July 21 (Reuters) - Canadian coal miner Grande Cache Coal Corp warned that sales volumes for the year would be at the low end of its forecast after first-quarter sales were hit by lower production at a mine and vessel delays at Westshore Terminals ports.
The Alberta-based metallurgical coal miner said sales volumes in the current quarter would be the lowest of the year as volumes at the No. 8 pit were hurt by tight mining conditions.
The initial stages of mining have also led to a higher proportion of oxidized coal, which is sold as thermal coal, the company said in a statement.
Grande Cache sold 0.39 million tonnes of coal in the three months ended June 30, of which 84 percent was met coal.
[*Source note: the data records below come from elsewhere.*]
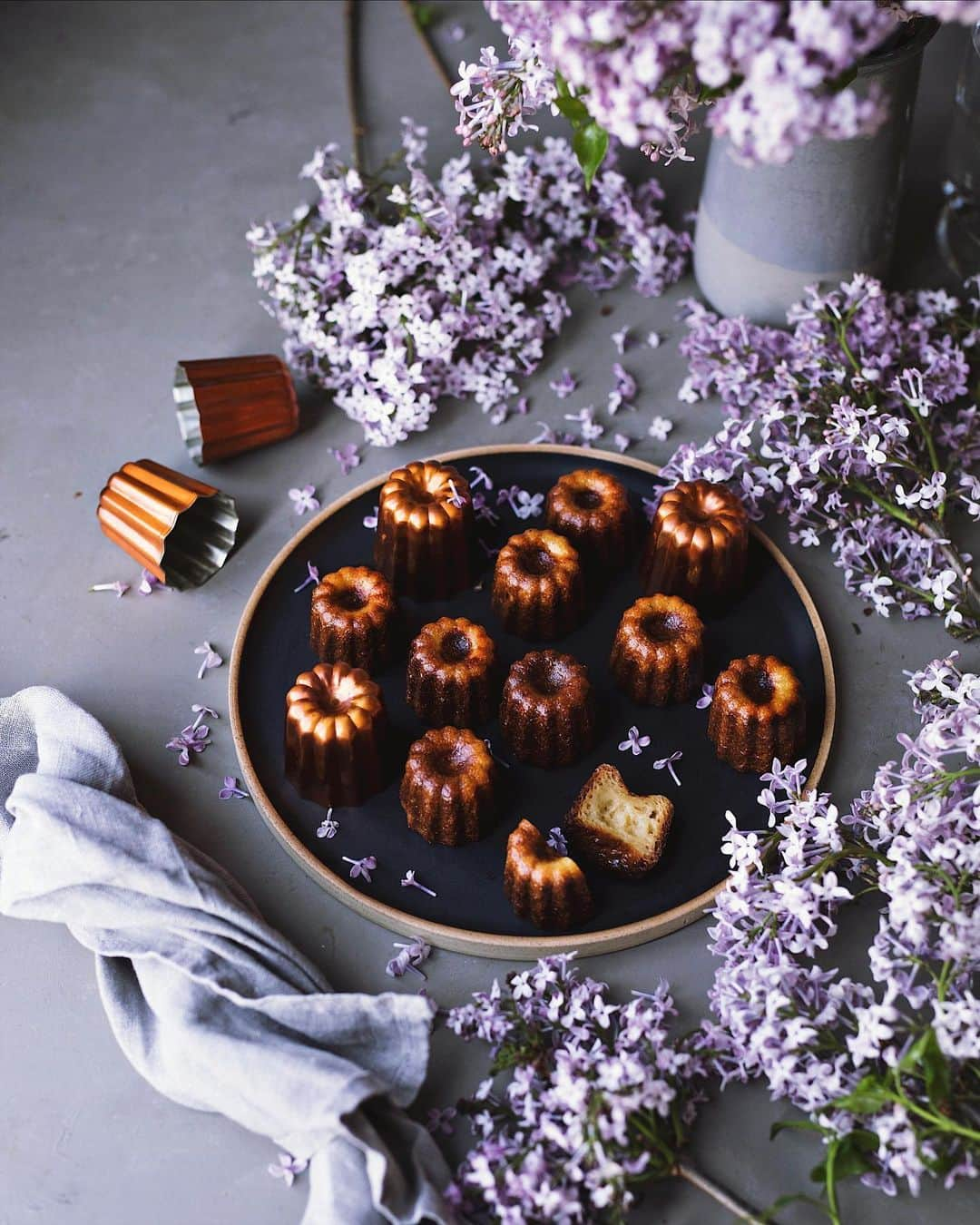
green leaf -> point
(590, 144)
(794, 1124)
(867, 1096)
(574, 111)
(851, 1155)
(423, 14)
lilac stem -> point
(738, 1210)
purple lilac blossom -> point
(767, 74)
(452, 288)
(860, 426)
(889, 1056)
(566, 1138)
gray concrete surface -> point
(139, 141)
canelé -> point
(757, 713)
(452, 672)
(447, 788)
(335, 735)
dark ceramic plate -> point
(471, 913)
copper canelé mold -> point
(227, 406)
(179, 528)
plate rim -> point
(462, 940)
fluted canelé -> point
(658, 654)
(336, 728)
(757, 713)
(424, 543)
(697, 544)
(353, 618)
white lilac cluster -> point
(395, 294)
(886, 1070)
(773, 74)
(599, 1098)
(860, 426)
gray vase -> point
(766, 231)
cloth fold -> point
(212, 1006)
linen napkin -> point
(207, 1001)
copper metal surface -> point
(226, 406)
(179, 528)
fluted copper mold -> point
(658, 653)
(451, 676)
(542, 885)
(179, 528)
(447, 788)
(336, 727)
(353, 618)
(548, 712)
(697, 544)
(226, 406)
(424, 543)
(757, 713)
(592, 508)
(539, 591)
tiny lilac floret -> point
(360, 867)
(409, 879)
(304, 499)
(231, 790)
(149, 582)
(633, 742)
(556, 840)
(288, 1168)
(312, 576)
(668, 762)
(211, 658)
(328, 826)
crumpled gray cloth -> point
(211, 1004)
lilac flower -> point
(479, 479)
(707, 693)
(857, 426)
(360, 867)
(149, 582)
(620, 339)
(669, 763)
(231, 790)
(192, 739)
(287, 1168)
(863, 1053)
(659, 427)
(347, 456)
(409, 957)
(450, 284)
(767, 77)
(524, 504)
(304, 500)
(312, 576)
(409, 879)
(556, 840)
(623, 392)
(440, 1122)
(482, 510)
(211, 658)
(564, 385)
(328, 826)
(633, 742)
(598, 1098)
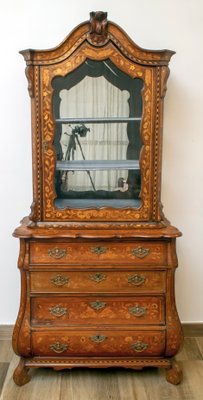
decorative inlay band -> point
(98, 338)
(140, 252)
(59, 280)
(58, 347)
(99, 250)
(97, 305)
(139, 346)
(137, 311)
(136, 279)
(58, 311)
(98, 277)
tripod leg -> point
(83, 156)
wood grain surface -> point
(108, 384)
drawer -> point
(90, 253)
(99, 343)
(104, 310)
(98, 281)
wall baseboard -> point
(189, 329)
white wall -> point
(157, 24)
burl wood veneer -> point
(97, 282)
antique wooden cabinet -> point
(97, 256)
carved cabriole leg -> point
(20, 375)
(174, 374)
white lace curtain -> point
(94, 98)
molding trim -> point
(194, 329)
(6, 332)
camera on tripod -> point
(80, 130)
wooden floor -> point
(109, 384)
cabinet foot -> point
(174, 374)
(20, 375)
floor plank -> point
(45, 385)
(3, 372)
(190, 350)
(199, 341)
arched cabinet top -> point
(98, 32)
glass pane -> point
(97, 110)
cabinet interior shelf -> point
(95, 120)
(94, 165)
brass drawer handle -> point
(58, 311)
(99, 250)
(58, 347)
(97, 305)
(59, 280)
(136, 279)
(98, 338)
(137, 311)
(98, 277)
(139, 346)
(57, 253)
(140, 252)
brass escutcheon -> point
(98, 277)
(58, 311)
(99, 250)
(98, 338)
(59, 280)
(136, 279)
(58, 347)
(137, 311)
(139, 346)
(140, 252)
(57, 253)
(97, 305)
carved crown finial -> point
(98, 27)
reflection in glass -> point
(97, 109)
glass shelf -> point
(94, 165)
(96, 120)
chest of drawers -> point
(93, 302)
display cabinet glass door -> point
(97, 110)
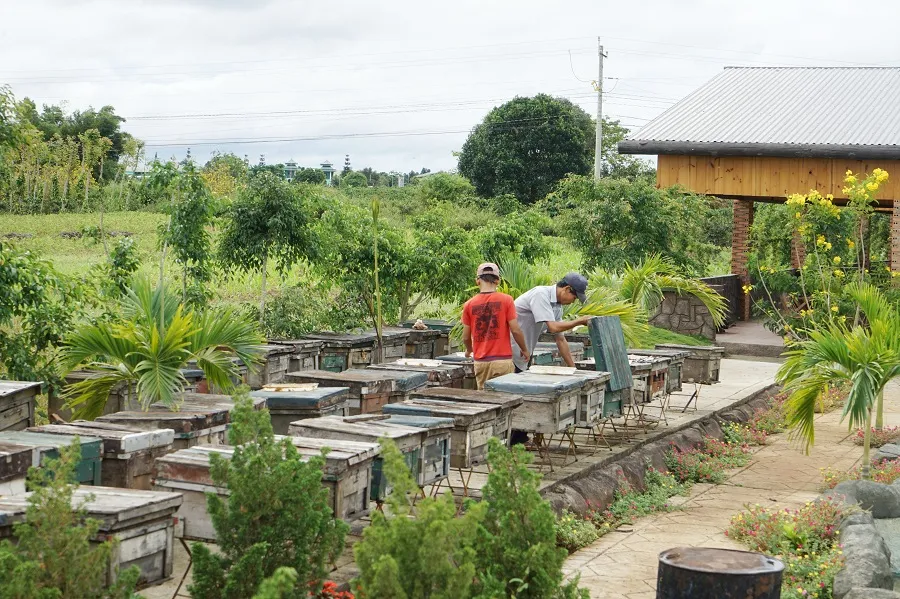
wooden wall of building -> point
(768, 177)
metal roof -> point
(786, 111)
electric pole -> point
(598, 145)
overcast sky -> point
(398, 84)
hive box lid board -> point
(116, 438)
(535, 384)
(505, 400)
(311, 398)
(110, 506)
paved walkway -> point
(623, 565)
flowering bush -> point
(574, 532)
(804, 539)
(888, 434)
(708, 463)
(885, 472)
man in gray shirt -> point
(540, 309)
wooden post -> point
(894, 255)
(740, 248)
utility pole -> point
(598, 144)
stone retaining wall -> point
(684, 314)
(598, 484)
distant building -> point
(290, 170)
(329, 171)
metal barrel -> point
(710, 573)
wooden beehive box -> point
(346, 475)
(676, 363)
(305, 353)
(140, 521)
(703, 363)
(409, 441)
(276, 363)
(573, 338)
(127, 453)
(460, 359)
(17, 399)
(44, 447)
(507, 402)
(590, 400)
(550, 403)
(344, 351)
(201, 418)
(435, 457)
(419, 343)
(15, 460)
(474, 425)
(295, 401)
(439, 374)
(370, 390)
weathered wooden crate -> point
(439, 373)
(201, 418)
(409, 441)
(703, 363)
(127, 453)
(370, 390)
(676, 363)
(419, 343)
(305, 353)
(121, 397)
(460, 359)
(276, 363)
(590, 399)
(442, 344)
(296, 401)
(15, 460)
(435, 462)
(139, 521)
(474, 424)
(507, 402)
(44, 447)
(344, 351)
(347, 475)
(583, 338)
(657, 380)
(550, 403)
(17, 399)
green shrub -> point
(54, 556)
(418, 552)
(574, 532)
(277, 514)
(516, 545)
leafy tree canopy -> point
(526, 145)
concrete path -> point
(623, 565)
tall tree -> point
(526, 145)
(269, 220)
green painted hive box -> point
(45, 446)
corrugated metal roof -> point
(840, 106)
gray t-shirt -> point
(535, 308)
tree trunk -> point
(867, 442)
(262, 294)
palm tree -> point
(645, 284)
(865, 355)
(148, 348)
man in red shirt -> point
(488, 319)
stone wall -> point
(684, 314)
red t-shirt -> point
(488, 315)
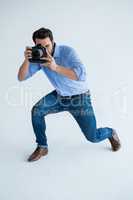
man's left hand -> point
(51, 64)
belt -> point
(73, 96)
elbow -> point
(19, 78)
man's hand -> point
(51, 64)
(27, 53)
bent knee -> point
(37, 111)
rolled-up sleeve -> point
(76, 64)
(33, 68)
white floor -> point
(73, 169)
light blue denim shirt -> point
(67, 57)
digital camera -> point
(38, 52)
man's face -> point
(45, 43)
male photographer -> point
(67, 73)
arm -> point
(27, 69)
(66, 71)
(23, 70)
(75, 69)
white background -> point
(102, 33)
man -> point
(67, 74)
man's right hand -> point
(28, 53)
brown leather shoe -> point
(115, 141)
(38, 153)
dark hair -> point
(42, 33)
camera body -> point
(38, 52)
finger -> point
(48, 53)
(28, 48)
(45, 58)
(45, 64)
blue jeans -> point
(79, 107)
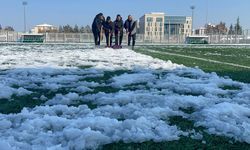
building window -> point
(159, 20)
(149, 19)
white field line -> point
(197, 58)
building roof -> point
(44, 25)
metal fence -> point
(88, 38)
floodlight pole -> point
(24, 15)
(192, 8)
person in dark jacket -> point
(118, 26)
(130, 26)
(109, 29)
(97, 28)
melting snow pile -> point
(137, 109)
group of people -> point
(109, 28)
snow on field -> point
(146, 94)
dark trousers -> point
(120, 38)
(109, 39)
(133, 37)
(97, 38)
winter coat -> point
(108, 26)
(130, 26)
(118, 25)
(97, 24)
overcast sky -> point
(81, 12)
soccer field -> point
(77, 97)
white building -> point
(43, 28)
(152, 26)
(200, 31)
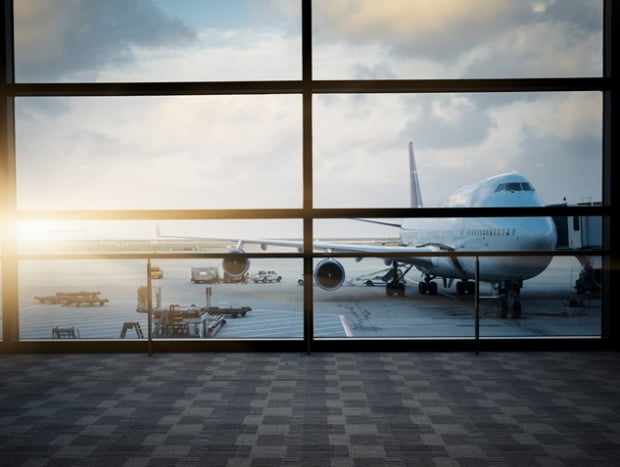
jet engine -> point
(235, 263)
(329, 274)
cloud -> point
(58, 40)
(475, 38)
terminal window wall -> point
(226, 128)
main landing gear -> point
(395, 280)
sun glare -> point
(44, 230)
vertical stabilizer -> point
(416, 197)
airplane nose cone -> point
(537, 233)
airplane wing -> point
(331, 247)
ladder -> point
(132, 325)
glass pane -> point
(417, 284)
(47, 236)
(564, 300)
(191, 298)
(209, 290)
(160, 40)
(176, 152)
(361, 146)
(408, 39)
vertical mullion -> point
(306, 57)
(7, 181)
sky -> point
(188, 152)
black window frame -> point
(307, 87)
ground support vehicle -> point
(191, 321)
(205, 275)
(74, 298)
(265, 276)
(157, 272)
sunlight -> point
(47, 230)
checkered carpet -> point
(333, 409)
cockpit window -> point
(514, 186)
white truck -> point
(265, 276)
(205, 275)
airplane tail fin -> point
(416, 197)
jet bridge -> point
(580, 233)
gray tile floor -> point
(325, 409)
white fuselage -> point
(516, 234)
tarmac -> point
(551, 306)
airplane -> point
(451, 235)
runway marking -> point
(345, 325)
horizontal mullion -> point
(323, 213)
(462, 85)
(317, 86)
(153, 88)
(314, 254)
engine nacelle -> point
(236, 263)
(329, 274)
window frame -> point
(307, 87)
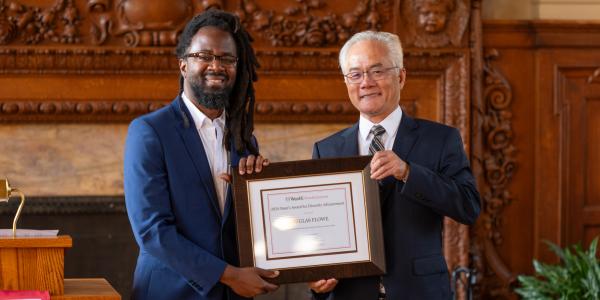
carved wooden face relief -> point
(432, 16)
(375, 99)
(209, 71)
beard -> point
(211, 98)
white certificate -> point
(309, 220)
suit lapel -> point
(406, 137)
(193, 143)
(233, 161)
(349, 145)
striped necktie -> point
(376, 143)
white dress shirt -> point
(211, 134)
(390, 123)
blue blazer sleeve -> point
(450, 190)
(148, 202)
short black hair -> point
(240, 114)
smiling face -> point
(209, 84)
(374, 99)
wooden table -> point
(88, 289)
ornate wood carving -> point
(309, 23)
(497, 162)
(32, 25)
(68, 206)
(451, 66)
(595, 77)
(139, 22)
(434, 23)
(87, 61)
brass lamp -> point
(5, 193)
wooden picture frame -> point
(310, 219)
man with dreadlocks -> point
(176, 159)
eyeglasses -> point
(376, 73)
(207, 58)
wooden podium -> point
(38, 264)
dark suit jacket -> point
(185, 242)
(440, 184)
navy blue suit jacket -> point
(185, 243)
(440, 184)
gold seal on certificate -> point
(310, 219)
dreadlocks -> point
(240, 114)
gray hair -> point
(389, 40)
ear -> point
(183, 67)
(402, 77)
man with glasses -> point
(422, 169)
(176, 164)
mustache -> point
(213, 73)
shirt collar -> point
(390, 123)
(200, 119)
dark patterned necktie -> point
(376, 143)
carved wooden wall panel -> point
(546, 73)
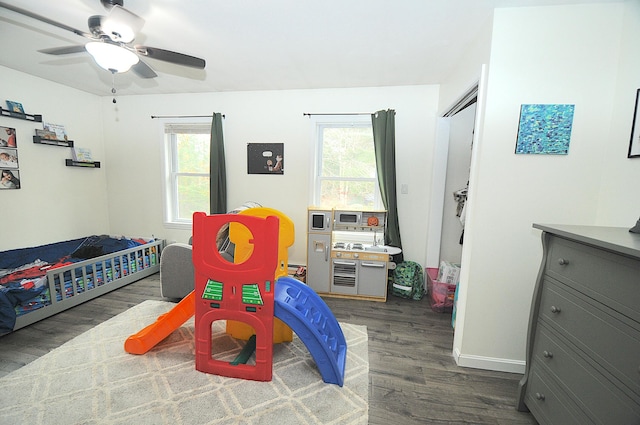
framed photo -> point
(8, 137)
(8, 158)
(545, 129)
(15, 106)
(265, 158)
(9, 179)
(634, 143)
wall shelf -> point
(62, 143)
(85, 164)
(26, 117)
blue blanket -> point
(23, 272)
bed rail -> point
(79, 282)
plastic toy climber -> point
(247, 292)
(241, 238)
(235, 291)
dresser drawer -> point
(592, 392)
(610, 278)
(549, 404)
(613, 344)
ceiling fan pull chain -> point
(113, 85)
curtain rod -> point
(184, 116)
(336, 113)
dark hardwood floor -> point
(413, 377)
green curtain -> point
(383, 123)
(217, 168)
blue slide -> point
(310, 318)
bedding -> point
(54, 274)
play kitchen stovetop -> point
(359, 251)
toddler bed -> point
(38, 282)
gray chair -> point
(176, 271)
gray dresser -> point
(583, 345)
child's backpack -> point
(408, 280)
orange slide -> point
(148, 337)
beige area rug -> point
(92, 380)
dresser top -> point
(617, 239)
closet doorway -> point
(461, 125)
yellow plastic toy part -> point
(242, 239)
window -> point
(345, 169)
(187, 148)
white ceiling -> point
(260, 44)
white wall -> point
(55, 202)
(619, 204)
(135, 142)
(560, 54)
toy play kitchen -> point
(346, 255)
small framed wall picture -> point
(634, 143)
(15, 107)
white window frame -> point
(170, 188)
(320, 122)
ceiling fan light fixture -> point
(112, 57)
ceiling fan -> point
(111, 39)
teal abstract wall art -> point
(545, 129)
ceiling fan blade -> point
(143, 70)
(44, 19)
(65, 50)
(124, 17)
(169, 56)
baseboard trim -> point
(489, 363)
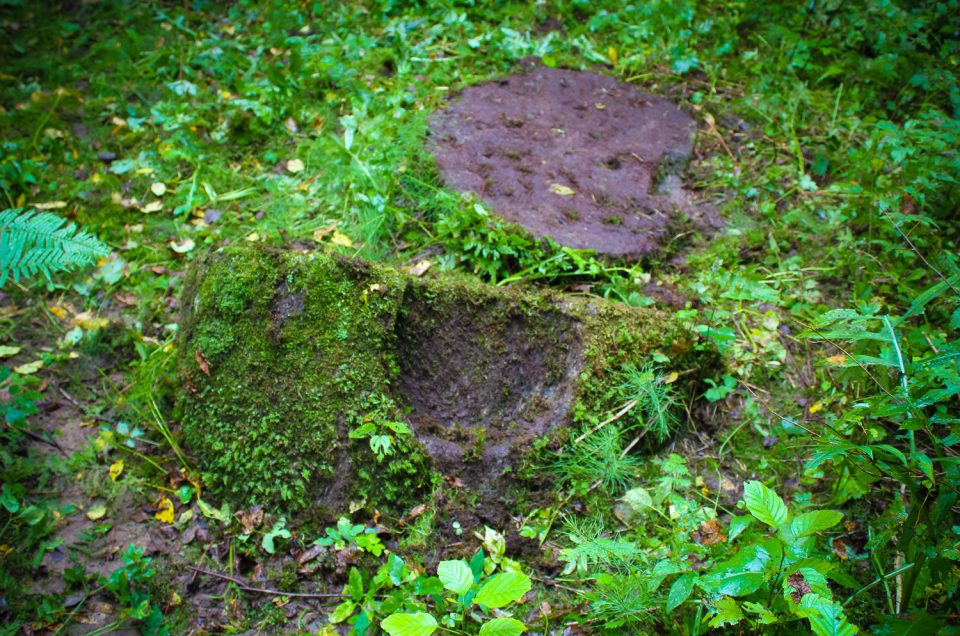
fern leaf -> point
(40, 242)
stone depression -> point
(294, 362)
(579, 157)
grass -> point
(828, 136)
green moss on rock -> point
(317, 380)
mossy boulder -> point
(315, 380)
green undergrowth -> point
(827, 137)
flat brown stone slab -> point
(579, 157)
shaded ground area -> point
(579, 157)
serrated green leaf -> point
(737, 527)
(419, 624)
(503, 589)
(826, 617)
(764, 504)
(810, 522)
(680, 591)
(342, 612)
(726, 612)
(502, 627)
(456, 576)
(741, 575)
(764, 615)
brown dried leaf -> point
(799, 585)
(202, 362)
(250, 519)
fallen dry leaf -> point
(164, 510)
(420, 268)
(250, 519)
(202, 362)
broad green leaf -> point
(739, 576)
(502, 589)
(826, 617)
(680, 591)
(726, 612)
(419, 624)
(456, 576)
(502, 627)
(343, 611)
(764, 504)
(764, 615)
(810, 522)
(737, 526)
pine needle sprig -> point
(34, 242)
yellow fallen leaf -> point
(115, 469)
(29, 368)
(183, 246)
(50, 205)
(340, 238)
(164, 510)
(89, 321)
(97, 512)
(420, 268)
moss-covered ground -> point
(827, 137)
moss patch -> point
(316, 380)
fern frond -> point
(33, 242)
(655, 397)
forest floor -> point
(822, 178)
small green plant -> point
(650, 392)
(473, 596)
(346, 533)
(128, 585)
(463, 598)
(38, 242)
(771, 580)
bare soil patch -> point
(579, 157)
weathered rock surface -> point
(317, 380)
(579, 157)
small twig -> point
(37, 438)
(917, 252)
(626, 409)
(262, 590)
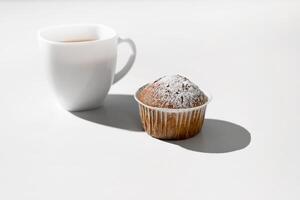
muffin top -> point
(172, 92)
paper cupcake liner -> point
(172, 124)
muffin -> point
(172, 107)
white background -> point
(245, 52)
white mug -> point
(81, 63)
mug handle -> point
(120, 74)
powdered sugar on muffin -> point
(172, 92)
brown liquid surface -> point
(79, 40)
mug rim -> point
(49, 28)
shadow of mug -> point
(119, 111)
(217, 136)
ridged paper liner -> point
(167, 124)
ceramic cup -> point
(81, 63)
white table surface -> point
(245, 52)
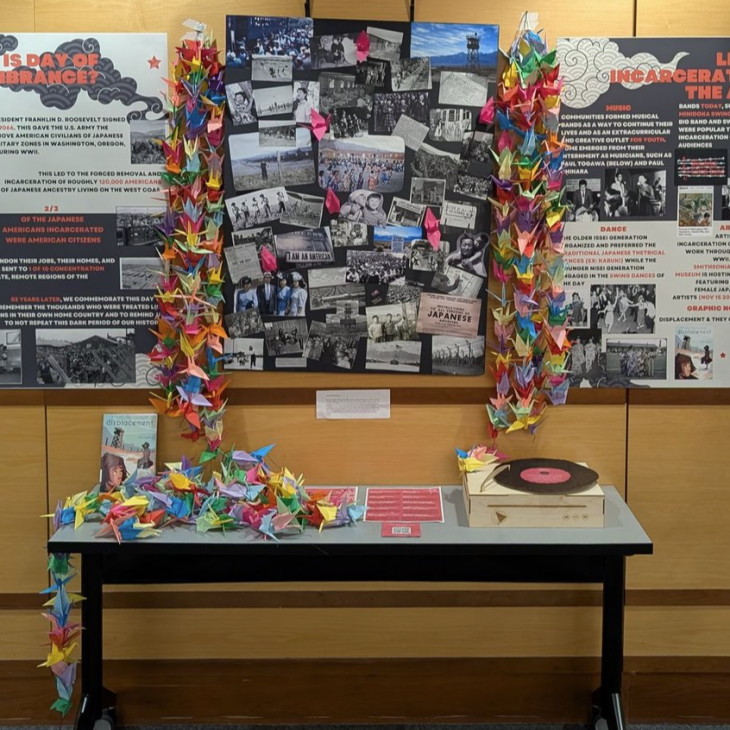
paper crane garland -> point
(530, 343)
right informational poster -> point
(647, 249)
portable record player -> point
(533, 493)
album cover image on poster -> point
(647, 243)
(340, 287)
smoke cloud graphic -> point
(586, 64)
(109, 85)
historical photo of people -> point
(637, 359)
(623, 308)
(410, 74)
(303, 210)
(387, 109)
(241, 104)
(635, 193)
(251, 36)
(243, 353)
(346, 233)
(334, 51)
(364, 206)
(375, 163)
(449, 125)
(255, 167)
(285, 336)
(428, 191)
(138, 225)
(253, 209)
(375, 267)
(457, 355)
(306, 99)
(97, 355)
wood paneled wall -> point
(672, 459)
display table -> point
(445, 552)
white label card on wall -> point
(353, 404)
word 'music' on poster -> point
(82, 122)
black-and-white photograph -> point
(305, 248)
(255, 167)
(623, 308)
(404, 213)
(243, 262)
(459, 215)
(422, 256)
(477, 146)
(306, 99)
(428, 191)
(334, 51)
(375, 163)
(472, 186)
(400, 356)
(329, 296)
(241, 104)
(363, 206)
(410, 131)
(449, 125)
(86, 356)
(578, 308)
(145, 138)
(341, 90)
(463, 89)
(285, 336)
(137, 225)
(347, 233)
(391, 322)
(244, 323)
(586, 361)
(635, 193)
(385, 44)
(584, 198)
(254, 209)
(349, 122)
(375, 267)
(11, 360)
(141, 273)
(277, 133)
(330, 349)
(457, 355)
(255, 35)
(303, 210)
(470, 253)
(243, 353)
(387, 109)
(272, 100)
(347, 321)
(433, 163)
(274, 69)
(410, 74)
(640, 359)
(372, 73)
(458, 283)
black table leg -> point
(608, 697)
(95, 699)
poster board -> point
(372, 294)
(79, 198)
(647, 251)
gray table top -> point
(622, 534)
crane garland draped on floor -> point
(531, 343)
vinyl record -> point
(546, 476)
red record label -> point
(545, 475)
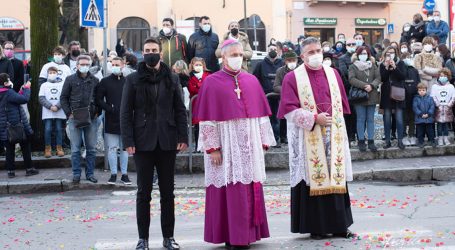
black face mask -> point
(234, 31)
(152, 59)
(75, 53)
(272, 54)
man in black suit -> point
(154, 127)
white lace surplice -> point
(297, 121)
(241, 142)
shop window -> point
(371, 36)
(133, 31)
(256, 32)
(324, 34)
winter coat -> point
(174, 47)
(204, 45)
(411, 81)
(76, 93)
(109, 97)
(391, 78)
(418, 31)
(265, 72)
(7, 67)
(423, 105)
(441, 30)
(165, 124)
(247, 51)
(11, 101)
(428, 65)
(444, 100)
(360, 79)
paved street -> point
(386, 215)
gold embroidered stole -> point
(322, 179)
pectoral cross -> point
(238, 91)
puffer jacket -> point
(423, 105)
(10, 101)
(202, 44)
(174, 47)
(247, 50)
(360, 79)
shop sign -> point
(320, 21)
(370, 21)
(8, 23)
It sold 0.45 million tonnes in the same period a year-ago.
The company blamed lower production on an equipment malfunction at Westshore Terminals in late June and the loading of two vessels being delayed until the first week of July.
The company’s No. 8 pit at the Smoky River Coalfield, which went into production in the summer of 2010, has been plagued by various problems.
However, the company received an amended mine permit and a new mine licence from Alberta regulators to start development of its new No. 12 South B2 underground mine.
Production form the mine, which has an estimated resource base of 12.3 million tonnes, is expected to start during the third quarter.